Mit letzter Kraft
Peter tauchte unter.
Er hatte es nicht mehr geschafft in der Luft zu bremsen, der restliche Feenstaub hatte sich aufgebraucht.
Peter ruderte mit den Armen, auf der Suche nach seinem Dolch.
Er musste die Augen schließen, da ihn das Licht des Feenstaubs zu sehr blendete.
Der Staub verdeckte Augen, Ohren, Mund und Nase, er konnte seine Sinne nicht mehr einsetzten.
Peter versuchte nach Luft zu schnappen, aber es ging nicht.
Der Feenstaub war einfach wie eine dickflüssige Masse, viel dicker als Wasser. Er konnte sich kaum bewegen.
Es war unmöglich hier drin den Dolch zu finden.
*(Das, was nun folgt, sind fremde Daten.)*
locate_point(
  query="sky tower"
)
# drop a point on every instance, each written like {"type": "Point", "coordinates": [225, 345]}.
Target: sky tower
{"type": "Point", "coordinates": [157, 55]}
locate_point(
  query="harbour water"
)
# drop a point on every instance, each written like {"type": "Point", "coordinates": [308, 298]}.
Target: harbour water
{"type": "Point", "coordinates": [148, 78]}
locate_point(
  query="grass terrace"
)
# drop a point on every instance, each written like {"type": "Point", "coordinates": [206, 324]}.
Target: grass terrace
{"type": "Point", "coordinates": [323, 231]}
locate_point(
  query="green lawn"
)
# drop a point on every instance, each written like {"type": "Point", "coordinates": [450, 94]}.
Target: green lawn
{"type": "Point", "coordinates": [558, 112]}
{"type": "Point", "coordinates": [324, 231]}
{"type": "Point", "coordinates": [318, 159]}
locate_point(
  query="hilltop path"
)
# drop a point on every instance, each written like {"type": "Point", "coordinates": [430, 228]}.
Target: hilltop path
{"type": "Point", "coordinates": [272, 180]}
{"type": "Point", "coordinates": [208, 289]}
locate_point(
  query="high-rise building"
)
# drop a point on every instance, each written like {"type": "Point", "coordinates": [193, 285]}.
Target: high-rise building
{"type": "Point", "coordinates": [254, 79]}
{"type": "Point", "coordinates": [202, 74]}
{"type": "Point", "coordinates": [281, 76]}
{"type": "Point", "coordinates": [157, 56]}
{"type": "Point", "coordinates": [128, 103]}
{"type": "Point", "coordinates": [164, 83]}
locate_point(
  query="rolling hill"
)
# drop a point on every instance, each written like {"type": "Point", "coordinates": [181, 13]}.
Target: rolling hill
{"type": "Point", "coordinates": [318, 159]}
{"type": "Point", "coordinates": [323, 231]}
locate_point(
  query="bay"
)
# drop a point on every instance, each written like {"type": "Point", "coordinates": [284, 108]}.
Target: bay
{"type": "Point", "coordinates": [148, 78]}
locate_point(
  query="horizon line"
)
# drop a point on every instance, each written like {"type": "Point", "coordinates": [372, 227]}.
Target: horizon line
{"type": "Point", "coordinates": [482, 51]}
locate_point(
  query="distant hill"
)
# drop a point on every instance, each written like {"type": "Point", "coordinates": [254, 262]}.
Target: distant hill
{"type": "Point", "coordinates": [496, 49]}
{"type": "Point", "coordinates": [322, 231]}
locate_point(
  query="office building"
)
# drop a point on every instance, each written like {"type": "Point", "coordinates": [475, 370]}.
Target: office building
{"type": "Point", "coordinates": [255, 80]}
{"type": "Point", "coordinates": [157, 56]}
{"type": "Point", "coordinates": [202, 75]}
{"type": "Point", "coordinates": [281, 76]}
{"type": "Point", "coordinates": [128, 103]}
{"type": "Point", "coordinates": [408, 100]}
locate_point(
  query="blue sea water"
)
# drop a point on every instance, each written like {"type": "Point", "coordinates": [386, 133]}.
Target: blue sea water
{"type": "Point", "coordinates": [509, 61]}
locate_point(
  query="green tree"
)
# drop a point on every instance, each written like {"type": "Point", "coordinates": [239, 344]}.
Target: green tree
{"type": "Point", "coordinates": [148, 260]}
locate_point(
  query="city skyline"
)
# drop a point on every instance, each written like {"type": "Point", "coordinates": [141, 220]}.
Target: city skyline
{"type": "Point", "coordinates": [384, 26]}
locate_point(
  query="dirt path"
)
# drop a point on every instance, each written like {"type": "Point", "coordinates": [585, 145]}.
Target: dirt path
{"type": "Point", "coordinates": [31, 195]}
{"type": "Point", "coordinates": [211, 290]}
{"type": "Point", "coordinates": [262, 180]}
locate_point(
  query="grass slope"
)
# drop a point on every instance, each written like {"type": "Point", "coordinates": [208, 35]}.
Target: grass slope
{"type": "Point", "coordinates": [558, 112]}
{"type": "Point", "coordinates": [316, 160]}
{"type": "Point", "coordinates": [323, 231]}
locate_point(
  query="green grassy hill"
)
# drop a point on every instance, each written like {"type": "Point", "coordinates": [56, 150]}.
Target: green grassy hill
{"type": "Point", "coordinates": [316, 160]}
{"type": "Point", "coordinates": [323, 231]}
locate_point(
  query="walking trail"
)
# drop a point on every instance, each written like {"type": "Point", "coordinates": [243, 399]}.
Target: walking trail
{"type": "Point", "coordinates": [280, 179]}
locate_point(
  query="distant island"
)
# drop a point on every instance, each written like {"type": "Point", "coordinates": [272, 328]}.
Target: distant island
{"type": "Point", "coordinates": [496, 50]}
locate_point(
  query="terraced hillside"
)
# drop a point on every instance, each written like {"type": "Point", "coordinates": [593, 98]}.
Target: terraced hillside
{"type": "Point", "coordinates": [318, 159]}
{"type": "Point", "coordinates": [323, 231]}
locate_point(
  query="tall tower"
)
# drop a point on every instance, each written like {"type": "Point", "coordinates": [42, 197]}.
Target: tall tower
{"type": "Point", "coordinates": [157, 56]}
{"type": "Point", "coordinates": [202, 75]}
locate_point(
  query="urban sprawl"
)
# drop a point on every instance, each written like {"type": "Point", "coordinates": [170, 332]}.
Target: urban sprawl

Er musste auftauchen, wenn er Luft holen wollte.
Verzweifelt strampelte Peter mit Armen und Beinen.
Er spürte den Feenstaub am ganzen Körper, aber das sonst so wundervolle Gefühl, prasselte in solchen Massen auf ihn ein, dass es ihm zu viel wurde.
Es war nicht mehr so schön, wie sonst, sondern belastend und in gewisserweise auch schmerzhaft.
Er musste hier raus.
Es wurde immer qualvoller für ihn.
Sein Kopf pochte, er bekam Kopfschmerzen.
Panisch versuchte Peter sich an die Luft zu strampeln, doch er wusste noch nicht mal wo oben und wo unten war.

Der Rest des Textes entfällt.